Perhaps the most well-publicized recent case of a shadow family involved journalist Charles Kuralt, who died in 1997. Kuralt was best-known for hosting the “On the Road” segments on the CBS Evening News. Two years after he died, his 30-year relationship with a woman in Montana surfaced. Kuralt had established a second family with the woman and her children, while his wife stayed in New York City and his daughters from his first marriage lived on the East Coast.

Just before his death, Kuralt wrote a letter to the woman leaving her a 90-acre Montana property they had shared. After the woman sued to obtain possession, the Montana Supreme Court ruled that the letter was valid and the land belonged to her, according to the Associated Press.

Kuralt’s wife of 35 years discovered the clandestine relationship only after his death. She inherited his estate, but when she died in 1999 the estate passed to Kuralt’s daughters. The court subsequently ordered the daughters to pay $350,000 in estate taxes on the Montana property, according to the AP.
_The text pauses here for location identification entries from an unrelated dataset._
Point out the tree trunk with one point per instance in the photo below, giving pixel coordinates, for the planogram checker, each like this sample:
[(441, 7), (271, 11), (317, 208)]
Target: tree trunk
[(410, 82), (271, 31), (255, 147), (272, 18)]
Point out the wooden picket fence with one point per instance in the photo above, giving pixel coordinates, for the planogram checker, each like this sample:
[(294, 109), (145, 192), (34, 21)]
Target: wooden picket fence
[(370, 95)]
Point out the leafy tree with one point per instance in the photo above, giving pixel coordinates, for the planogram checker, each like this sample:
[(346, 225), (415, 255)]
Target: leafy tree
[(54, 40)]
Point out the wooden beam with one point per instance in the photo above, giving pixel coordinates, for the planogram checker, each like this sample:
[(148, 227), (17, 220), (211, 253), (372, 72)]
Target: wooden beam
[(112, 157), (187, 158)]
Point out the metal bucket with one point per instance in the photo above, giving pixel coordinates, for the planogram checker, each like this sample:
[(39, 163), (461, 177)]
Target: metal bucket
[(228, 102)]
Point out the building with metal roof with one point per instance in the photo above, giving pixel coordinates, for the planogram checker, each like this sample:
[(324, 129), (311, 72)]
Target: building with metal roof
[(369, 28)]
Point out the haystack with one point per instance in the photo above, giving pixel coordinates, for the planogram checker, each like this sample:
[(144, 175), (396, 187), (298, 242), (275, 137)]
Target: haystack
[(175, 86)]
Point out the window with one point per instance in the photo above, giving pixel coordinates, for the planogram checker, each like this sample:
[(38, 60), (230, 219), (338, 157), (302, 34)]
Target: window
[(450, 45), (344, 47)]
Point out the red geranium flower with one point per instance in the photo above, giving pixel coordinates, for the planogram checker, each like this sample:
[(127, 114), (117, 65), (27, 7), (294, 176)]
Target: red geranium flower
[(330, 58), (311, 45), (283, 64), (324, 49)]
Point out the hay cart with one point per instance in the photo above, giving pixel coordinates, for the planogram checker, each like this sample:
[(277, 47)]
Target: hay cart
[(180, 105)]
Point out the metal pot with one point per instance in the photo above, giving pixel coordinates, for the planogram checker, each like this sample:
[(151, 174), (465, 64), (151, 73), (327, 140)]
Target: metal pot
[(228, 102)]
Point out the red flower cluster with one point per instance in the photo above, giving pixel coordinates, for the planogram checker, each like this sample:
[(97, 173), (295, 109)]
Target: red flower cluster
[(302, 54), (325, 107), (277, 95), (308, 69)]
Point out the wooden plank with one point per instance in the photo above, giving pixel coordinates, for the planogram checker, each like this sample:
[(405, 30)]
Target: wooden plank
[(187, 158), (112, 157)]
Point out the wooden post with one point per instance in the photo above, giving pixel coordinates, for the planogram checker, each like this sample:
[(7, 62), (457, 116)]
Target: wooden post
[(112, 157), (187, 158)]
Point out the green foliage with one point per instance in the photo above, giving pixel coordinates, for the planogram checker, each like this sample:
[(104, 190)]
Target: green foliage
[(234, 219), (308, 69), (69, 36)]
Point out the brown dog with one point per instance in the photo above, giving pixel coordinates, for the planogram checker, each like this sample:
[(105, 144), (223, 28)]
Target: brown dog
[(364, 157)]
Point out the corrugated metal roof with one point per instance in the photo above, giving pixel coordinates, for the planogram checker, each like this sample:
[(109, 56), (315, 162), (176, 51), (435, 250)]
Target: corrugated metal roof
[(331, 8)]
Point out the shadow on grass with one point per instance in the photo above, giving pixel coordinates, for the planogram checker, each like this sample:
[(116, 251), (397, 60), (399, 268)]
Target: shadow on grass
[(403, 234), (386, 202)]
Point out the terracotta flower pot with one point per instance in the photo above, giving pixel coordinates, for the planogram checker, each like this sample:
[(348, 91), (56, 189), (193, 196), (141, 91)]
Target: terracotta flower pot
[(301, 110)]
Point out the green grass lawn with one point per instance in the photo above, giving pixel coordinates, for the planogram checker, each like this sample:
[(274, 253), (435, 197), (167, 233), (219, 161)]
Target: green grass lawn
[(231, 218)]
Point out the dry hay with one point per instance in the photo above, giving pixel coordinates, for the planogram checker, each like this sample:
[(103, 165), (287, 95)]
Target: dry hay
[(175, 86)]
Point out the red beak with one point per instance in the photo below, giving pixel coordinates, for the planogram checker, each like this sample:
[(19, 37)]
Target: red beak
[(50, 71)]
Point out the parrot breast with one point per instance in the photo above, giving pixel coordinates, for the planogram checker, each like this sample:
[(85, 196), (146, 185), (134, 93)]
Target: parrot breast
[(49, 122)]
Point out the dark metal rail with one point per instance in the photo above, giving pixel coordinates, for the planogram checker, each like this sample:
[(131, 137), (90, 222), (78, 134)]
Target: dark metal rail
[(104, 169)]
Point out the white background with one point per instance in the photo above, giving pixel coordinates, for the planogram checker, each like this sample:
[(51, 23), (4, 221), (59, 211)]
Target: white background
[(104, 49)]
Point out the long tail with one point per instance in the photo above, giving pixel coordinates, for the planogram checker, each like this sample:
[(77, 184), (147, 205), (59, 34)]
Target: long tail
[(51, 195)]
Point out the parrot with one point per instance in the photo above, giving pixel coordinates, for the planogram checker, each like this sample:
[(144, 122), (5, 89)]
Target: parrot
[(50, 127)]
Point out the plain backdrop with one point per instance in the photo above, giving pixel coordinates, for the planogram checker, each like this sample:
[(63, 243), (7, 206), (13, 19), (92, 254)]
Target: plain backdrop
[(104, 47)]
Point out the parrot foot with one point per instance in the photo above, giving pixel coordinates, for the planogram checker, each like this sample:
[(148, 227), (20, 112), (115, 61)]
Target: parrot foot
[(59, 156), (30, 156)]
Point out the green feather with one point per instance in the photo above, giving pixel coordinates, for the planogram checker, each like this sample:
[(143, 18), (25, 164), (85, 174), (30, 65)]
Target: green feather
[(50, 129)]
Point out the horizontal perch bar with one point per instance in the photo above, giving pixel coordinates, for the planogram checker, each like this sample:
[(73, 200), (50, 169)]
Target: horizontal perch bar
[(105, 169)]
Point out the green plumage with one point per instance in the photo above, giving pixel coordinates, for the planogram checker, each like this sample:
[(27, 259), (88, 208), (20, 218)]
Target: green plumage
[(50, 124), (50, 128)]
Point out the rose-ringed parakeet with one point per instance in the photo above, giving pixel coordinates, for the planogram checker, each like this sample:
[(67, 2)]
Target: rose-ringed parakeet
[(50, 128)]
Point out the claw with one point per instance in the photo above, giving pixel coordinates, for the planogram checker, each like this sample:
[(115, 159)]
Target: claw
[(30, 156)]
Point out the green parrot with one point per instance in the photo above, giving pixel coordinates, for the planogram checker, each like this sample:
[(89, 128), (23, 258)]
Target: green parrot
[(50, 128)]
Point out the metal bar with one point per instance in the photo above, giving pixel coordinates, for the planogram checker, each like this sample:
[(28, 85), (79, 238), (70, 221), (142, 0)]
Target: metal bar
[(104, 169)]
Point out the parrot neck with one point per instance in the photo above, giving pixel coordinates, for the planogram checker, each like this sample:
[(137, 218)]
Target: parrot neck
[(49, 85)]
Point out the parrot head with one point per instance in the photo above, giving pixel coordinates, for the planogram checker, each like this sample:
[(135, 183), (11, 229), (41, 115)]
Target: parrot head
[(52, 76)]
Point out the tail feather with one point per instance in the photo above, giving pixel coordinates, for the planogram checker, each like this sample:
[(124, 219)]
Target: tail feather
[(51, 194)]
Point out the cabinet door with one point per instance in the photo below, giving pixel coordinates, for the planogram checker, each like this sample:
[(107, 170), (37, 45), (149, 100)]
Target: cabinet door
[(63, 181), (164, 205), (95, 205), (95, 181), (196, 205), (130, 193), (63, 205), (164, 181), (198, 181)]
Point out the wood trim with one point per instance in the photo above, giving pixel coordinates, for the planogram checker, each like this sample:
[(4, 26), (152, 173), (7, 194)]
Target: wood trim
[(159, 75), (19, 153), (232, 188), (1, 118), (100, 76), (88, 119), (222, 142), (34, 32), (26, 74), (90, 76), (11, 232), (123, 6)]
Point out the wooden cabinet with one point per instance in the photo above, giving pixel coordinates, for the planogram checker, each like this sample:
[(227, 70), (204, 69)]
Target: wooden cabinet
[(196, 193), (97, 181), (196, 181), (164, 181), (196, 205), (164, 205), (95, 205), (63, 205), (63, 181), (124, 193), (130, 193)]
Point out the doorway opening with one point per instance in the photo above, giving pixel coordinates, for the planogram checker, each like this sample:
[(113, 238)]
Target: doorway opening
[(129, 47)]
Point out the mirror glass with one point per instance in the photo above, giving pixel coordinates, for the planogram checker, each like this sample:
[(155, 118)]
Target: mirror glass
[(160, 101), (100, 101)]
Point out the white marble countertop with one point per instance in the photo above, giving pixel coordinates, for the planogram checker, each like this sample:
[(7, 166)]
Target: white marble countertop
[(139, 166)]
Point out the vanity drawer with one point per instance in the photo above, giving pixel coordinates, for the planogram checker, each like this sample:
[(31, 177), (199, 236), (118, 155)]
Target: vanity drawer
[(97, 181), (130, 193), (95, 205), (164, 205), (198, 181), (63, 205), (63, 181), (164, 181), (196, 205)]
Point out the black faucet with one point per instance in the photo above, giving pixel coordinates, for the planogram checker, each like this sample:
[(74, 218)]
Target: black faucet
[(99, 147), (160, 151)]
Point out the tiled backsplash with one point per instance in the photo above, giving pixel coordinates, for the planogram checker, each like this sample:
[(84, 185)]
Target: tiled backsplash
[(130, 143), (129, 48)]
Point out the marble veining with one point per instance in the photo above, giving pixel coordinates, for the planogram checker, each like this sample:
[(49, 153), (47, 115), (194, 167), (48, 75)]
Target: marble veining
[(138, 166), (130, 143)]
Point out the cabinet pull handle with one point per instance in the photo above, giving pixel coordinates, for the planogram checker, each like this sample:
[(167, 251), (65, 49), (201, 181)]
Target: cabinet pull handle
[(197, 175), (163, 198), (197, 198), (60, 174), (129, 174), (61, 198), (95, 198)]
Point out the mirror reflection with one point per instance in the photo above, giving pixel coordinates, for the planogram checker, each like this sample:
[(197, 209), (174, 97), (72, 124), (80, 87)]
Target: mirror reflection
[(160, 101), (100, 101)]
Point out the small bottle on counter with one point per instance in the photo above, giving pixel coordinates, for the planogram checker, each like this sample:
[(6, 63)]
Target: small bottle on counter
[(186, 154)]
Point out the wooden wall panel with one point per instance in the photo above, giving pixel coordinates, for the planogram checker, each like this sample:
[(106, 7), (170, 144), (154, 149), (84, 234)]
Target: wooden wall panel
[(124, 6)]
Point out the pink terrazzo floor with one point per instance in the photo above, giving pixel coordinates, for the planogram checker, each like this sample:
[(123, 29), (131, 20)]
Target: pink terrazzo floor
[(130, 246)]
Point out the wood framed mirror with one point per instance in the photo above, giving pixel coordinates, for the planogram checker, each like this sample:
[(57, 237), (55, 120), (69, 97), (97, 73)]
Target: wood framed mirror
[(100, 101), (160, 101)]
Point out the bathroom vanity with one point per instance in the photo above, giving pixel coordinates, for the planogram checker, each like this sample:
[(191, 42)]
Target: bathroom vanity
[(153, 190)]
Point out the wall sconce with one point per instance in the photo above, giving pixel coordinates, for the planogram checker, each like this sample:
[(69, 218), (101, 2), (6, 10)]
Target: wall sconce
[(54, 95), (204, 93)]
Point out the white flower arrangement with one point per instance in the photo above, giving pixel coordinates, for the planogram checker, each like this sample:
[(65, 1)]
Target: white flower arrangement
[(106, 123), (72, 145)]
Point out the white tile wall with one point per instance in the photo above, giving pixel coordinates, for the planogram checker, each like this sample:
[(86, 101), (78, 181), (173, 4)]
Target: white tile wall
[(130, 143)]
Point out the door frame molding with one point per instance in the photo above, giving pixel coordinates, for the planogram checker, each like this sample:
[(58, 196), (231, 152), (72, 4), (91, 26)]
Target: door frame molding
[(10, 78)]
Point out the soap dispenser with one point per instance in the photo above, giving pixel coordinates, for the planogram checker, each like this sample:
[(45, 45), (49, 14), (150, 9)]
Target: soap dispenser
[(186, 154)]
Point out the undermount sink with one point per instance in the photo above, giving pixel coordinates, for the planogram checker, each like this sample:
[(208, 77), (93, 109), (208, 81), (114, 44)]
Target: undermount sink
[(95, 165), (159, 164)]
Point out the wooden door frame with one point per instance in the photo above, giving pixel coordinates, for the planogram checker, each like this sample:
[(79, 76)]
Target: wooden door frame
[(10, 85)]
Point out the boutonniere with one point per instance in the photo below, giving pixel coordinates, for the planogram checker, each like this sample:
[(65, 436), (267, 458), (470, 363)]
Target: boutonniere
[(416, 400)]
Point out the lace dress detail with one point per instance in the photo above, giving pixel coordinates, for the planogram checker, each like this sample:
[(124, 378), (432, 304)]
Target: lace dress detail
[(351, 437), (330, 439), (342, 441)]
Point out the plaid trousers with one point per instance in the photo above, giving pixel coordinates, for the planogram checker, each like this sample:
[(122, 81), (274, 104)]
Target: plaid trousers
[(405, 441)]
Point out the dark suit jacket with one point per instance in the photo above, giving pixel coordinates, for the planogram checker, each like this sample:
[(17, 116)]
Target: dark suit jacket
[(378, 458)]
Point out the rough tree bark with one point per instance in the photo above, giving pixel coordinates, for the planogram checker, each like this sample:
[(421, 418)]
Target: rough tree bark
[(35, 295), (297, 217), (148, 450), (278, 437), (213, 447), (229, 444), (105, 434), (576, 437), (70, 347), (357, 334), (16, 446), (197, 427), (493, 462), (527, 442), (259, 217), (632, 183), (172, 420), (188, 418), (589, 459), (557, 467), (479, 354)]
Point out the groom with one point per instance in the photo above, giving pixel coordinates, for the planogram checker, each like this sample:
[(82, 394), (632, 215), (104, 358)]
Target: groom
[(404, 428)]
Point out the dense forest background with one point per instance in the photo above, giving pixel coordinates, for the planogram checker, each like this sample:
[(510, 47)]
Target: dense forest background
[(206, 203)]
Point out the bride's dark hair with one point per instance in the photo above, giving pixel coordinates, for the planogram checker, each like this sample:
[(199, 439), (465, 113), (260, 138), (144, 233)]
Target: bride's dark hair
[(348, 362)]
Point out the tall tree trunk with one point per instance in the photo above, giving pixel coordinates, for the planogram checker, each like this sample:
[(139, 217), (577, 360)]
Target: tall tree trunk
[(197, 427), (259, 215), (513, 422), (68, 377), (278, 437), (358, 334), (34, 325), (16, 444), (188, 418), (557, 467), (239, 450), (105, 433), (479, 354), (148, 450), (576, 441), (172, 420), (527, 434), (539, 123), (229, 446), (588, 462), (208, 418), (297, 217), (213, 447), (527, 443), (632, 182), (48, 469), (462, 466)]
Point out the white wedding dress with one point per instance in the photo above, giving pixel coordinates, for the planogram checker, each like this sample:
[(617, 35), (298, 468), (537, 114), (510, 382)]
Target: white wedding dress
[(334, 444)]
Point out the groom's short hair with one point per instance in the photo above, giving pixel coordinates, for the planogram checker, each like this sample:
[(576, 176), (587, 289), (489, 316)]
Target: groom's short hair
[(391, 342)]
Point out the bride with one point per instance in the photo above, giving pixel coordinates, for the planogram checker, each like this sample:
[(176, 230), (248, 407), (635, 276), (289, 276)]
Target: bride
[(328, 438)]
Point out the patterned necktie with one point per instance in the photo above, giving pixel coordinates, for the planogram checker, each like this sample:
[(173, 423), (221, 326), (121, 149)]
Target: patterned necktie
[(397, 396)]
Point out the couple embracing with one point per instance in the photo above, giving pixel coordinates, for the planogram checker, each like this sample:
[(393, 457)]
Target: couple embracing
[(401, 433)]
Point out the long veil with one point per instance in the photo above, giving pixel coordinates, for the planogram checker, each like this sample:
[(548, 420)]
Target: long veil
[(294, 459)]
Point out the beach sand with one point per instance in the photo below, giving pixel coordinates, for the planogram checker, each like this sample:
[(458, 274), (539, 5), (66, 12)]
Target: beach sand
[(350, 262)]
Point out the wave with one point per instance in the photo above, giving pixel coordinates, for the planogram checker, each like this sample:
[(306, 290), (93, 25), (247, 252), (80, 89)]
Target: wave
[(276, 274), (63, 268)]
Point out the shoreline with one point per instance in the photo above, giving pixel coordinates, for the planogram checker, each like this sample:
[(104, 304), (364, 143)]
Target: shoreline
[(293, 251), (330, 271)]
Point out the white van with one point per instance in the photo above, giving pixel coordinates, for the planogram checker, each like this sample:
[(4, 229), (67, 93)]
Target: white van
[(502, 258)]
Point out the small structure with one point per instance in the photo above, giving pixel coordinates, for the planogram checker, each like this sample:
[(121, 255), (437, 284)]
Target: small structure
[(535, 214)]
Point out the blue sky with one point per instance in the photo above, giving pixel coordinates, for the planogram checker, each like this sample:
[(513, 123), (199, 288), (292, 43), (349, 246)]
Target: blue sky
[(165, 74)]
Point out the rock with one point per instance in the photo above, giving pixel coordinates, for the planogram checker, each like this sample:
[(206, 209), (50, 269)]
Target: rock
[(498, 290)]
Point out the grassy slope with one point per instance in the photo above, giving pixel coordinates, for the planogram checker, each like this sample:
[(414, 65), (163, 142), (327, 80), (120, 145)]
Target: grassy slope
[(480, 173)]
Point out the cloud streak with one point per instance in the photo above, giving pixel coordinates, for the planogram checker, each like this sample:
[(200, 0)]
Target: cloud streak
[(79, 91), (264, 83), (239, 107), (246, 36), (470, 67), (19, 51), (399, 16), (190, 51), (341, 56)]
In a similar situation, a client asked Oshins to set up a “very secret” trust to support the man’s extramarital child; for this trust, Oshins used a different corporate trustee than the one selected to administer the family’s other trusts. Oshins is fairly confident the man’s wife will never discover the covert trust. “The wife won’t find out unless possibly, at his death, if she looks into where he applied his gift tax exemption on his gift tax return. But probably not. Most people don’t even ask those questions,” he says. The child stands to inherit $2 million from the man’s $100 million estate when he dies.

Oshins advises clients to come clean with their partners and name, then specifically disinherit, any hidden offspring, if clients wish to cut them off. “You’re taking a risk that the child will sue and get a share of the estate unless you mention them.”